Questo pomeriggio due testimoni di giustizia saranno a Catania per raccontare la loro esperienza. «Storie che non devono scoraggiare», spieganno dall’associazione antimafia Rita Atria – organizzatrice degli incontri -, «ma farci assumere degli impegni e capire il valore della cittadinanza attiva e responsabile». Per incontrarli avremo due occasioni. La prima alle 16.30, alla libreria Selinoon (piazza Vittorio Emanuele III, 8), dove Angelo Greco – avvocato, docente e giornalista – presenterà il suo libro Tra l’incudine e il martello, inchiesta sul mondo dei testimoni di giustizia, proprio insieme a due di loro: Piera Aiello e Ulisse.
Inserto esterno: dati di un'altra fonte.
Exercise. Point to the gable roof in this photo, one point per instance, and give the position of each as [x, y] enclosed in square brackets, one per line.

Più tardi, alle 18.00, nella sala Sebastiano Russo della sede della CGIL (via Crociferi 40) si discuterà della Normalità della Testimonianza sempre con Piera e Ulisse, stavolta accompagnati da Nadia Furnari – dell’associazione Rita Atria e autrice del primo dossier in Italia sui testimoni di giustizia – Graziella Proto, direttrice della rivista Casablanca e
Carmen Valisano, giornalista del magazine on line Step1. Ad accompagnarli sarà l’attrice Daniela Morozzi, autrice di un docufilm sui testimoni di giustizia di cui verrà proiettato in anteprima un trailer di cinque minuti.
Per la sicurezza di Piera e Ulisse, durante gli incontri non sarà possibile fare foto o registrare video né audio. Perché entrambi vivono in località segrete e sono stati costretti ad abbandonare la loro vecchia vita. Un sacrificio per la legalità che ci racconteranno questo pomeriggio.
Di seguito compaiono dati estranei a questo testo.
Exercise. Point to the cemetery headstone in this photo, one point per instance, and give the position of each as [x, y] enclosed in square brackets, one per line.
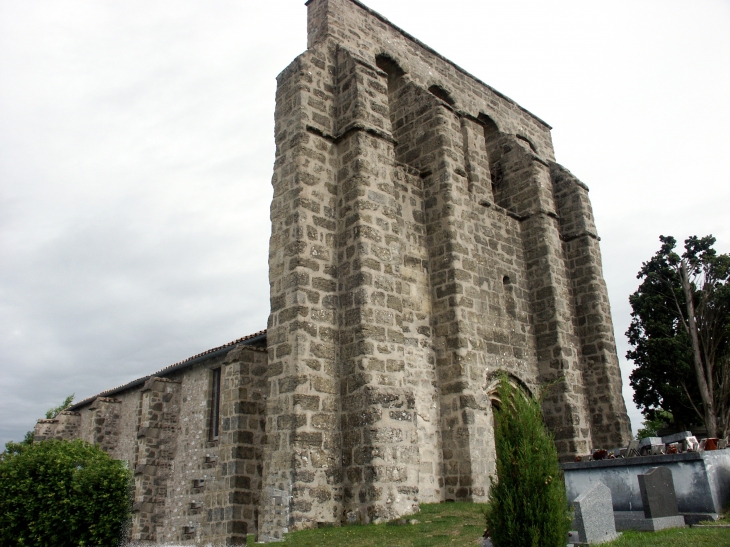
[594, 515]
[676, 437]
[659, 499]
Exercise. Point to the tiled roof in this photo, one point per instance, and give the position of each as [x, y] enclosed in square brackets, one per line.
[246, 340]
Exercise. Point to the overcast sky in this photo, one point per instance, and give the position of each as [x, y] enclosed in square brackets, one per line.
[136, 151]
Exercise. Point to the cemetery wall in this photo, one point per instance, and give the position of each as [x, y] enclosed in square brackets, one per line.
[701, 479]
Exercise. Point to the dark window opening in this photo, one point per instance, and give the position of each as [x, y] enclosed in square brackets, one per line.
[528, 142]
[442, 94]
[491, 134]
[215, 404]
[391, 67]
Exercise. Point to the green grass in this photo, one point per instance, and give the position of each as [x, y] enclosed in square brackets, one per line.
[462, 524]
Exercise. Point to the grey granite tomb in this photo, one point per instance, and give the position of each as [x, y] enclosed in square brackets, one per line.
[594, 515]
[659, 501]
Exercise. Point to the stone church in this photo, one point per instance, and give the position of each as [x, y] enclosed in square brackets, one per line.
[423, 240]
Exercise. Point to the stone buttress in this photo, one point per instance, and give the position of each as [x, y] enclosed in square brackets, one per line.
[423, 239]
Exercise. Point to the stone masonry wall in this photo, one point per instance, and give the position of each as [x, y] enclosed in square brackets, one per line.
[190, 488]
[422, 239]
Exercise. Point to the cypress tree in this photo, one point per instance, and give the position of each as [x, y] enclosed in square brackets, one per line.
[527, 501]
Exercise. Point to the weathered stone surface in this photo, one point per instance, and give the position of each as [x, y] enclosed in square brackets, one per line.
[423, 239]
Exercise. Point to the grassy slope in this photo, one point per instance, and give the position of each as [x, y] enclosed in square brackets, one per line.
[463, 524]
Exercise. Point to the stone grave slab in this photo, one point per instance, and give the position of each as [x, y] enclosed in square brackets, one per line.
[659, 500]
[657, 493]
[594, 516]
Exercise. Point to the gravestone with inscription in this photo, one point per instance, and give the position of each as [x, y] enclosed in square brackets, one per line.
[594, 515]
[659, 499]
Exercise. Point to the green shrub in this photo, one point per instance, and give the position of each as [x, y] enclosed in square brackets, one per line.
[59, 493]
[527, 501]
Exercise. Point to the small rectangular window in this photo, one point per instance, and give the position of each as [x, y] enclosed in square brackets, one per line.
[215, 405]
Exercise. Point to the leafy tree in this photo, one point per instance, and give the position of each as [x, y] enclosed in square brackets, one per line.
[53, 412]
[63, 494]
[680, 334]
[653, 425]
[527, 502]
Piera Aiello è la cognata di Rita Adria, anche lei testimone di giustizia, morta suicida dopo l’omicidio del giudice Paolo Borsellino. Lo «zio Paolo» come lo chiamava, l’unico in cui avesse fiducia. Piera era la moglie di Nicola Atria, fratello di Rita e figlio del boss di Partanna – in provincia di Trapani – Vito Atria. Ma Piera non proveniva da quella cultura: pochi mesi prima che suo marito venisse ucciso davanti ai suoi occhi, nel ’91, aveva provato il concorso per diventare agente di polizia. Da lì all’aiuto alla giustizia con la sua testimonianza il passo è stato brevissimo. Ma sono iniziati anni di carte, burocrazia, paura. Un cambio d’identità, una nuova vita, messa a repentaglio nel 2009 dalla rivelazione del suo nuovo – e segreto – luogo di residenza. E’ stato così che Piera ha anche appreso di non essere più nel programma di protezione. Solo mesi dopo il ministero di Giustizia sarebbe tornato sui suoi passi, conferendole di nuovo lo status di testimone di giustizia e la conseguente protezione.
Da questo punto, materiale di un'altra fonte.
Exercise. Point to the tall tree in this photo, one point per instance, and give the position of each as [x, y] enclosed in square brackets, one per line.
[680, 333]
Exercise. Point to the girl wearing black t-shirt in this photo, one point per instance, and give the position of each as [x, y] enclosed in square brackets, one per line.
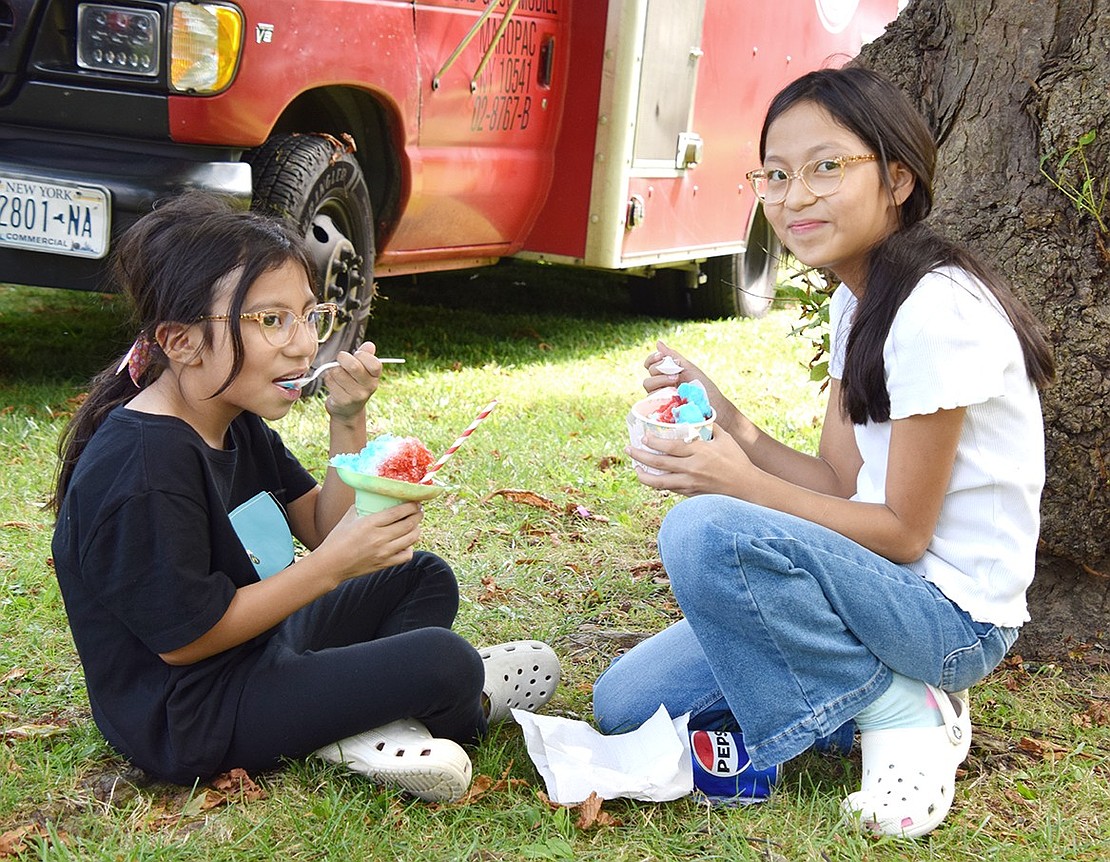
[194, 663]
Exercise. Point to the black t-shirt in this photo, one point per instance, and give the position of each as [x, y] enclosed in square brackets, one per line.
[148, 561]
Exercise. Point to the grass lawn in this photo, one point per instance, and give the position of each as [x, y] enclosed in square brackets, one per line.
[572, 563]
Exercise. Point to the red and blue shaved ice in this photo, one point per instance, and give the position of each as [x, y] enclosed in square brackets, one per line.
[401, 458]
[688, 405]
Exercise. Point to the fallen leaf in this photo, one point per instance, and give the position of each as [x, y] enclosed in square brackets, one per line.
[1041, 749]
[12, 675]
[525, 497]
[582, 511]
[31, 731]
[491, 591]
[589, 811]
[1098, 712]
[236, 786]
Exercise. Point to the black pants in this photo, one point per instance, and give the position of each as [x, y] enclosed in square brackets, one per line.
[376, 649]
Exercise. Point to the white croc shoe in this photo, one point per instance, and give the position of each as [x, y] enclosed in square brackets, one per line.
[405, 754]
[909, 776]
[520, 675]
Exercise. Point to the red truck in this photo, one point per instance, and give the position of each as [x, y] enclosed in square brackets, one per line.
[411, 135]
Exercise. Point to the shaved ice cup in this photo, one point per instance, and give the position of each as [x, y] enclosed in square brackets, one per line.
[376, 493]
[639, 422]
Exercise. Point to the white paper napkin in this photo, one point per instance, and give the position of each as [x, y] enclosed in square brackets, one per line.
[651, 763]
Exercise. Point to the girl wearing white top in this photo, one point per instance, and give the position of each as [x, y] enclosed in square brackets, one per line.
[877, 580]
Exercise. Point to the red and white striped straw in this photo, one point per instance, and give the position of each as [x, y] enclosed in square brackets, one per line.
[458, 442]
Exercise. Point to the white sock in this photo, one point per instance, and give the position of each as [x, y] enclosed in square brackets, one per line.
[907, 703]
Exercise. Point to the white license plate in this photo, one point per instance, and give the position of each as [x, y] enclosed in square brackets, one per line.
[46, 215]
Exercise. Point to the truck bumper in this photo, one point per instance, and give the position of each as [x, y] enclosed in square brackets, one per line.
[135, 179]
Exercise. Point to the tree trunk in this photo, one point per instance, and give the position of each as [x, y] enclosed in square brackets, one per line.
[1003, 84]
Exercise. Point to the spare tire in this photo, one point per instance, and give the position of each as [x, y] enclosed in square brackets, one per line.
[315, 181]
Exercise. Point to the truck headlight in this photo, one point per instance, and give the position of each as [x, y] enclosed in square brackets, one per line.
[115, 39]
[205, 40]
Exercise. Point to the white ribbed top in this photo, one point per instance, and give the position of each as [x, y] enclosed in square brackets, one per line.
[951, 345]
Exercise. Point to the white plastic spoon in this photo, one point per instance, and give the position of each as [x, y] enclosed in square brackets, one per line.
[300, 382]
[305, 381]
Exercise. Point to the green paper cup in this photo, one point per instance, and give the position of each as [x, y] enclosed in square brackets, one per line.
[374, 493]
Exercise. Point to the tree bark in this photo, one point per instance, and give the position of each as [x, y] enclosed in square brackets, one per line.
[1005, 83]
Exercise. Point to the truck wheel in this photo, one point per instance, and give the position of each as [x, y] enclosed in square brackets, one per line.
[740, 285]
[315, 182]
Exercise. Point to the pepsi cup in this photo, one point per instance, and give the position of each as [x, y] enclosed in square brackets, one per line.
[723, 770]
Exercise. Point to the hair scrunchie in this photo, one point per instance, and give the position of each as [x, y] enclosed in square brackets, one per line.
[138, 357]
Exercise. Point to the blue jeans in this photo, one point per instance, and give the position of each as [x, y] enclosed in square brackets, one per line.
[790, 630]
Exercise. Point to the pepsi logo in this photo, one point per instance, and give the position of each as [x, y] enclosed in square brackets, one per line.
[718, 753]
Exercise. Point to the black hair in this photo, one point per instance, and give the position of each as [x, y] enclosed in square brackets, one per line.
[877, 112]
[171, 264]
Un minimo riconoscimento che Ulisse – questo è il suo nome in codice – non è nemmeno mai riuscito a ottenere. Nel ’90 assiste a un omicidio in una stazione di servizio sulla tangenziale di Napoli: è insieme alla moglie e tenta di evitare l’uccisione dell’uomo, ma non ci riesce. E va a sporgere denuncia dai Carabinieri. Ma non sa che il killer che ha denunciato è a capo di una cosca della camorra. Ulisse e la moglie sono soli, nessuna scorta, nessuna protezione, solo minacce. Anni di burocrazia e appelli allo Stato non hanno modificato la situazione. Anche oggi, più di dieci anni dopo, Ulisse ha dovuto cambiare vita da solo, dopo aver perso il lavoro e con la moglie che intanto si è ammalata. A cambiare le cose però potrebbe arrivare tra qualche settimana una sentenza, dopo che Ulisse ha fatto causa allo Stato.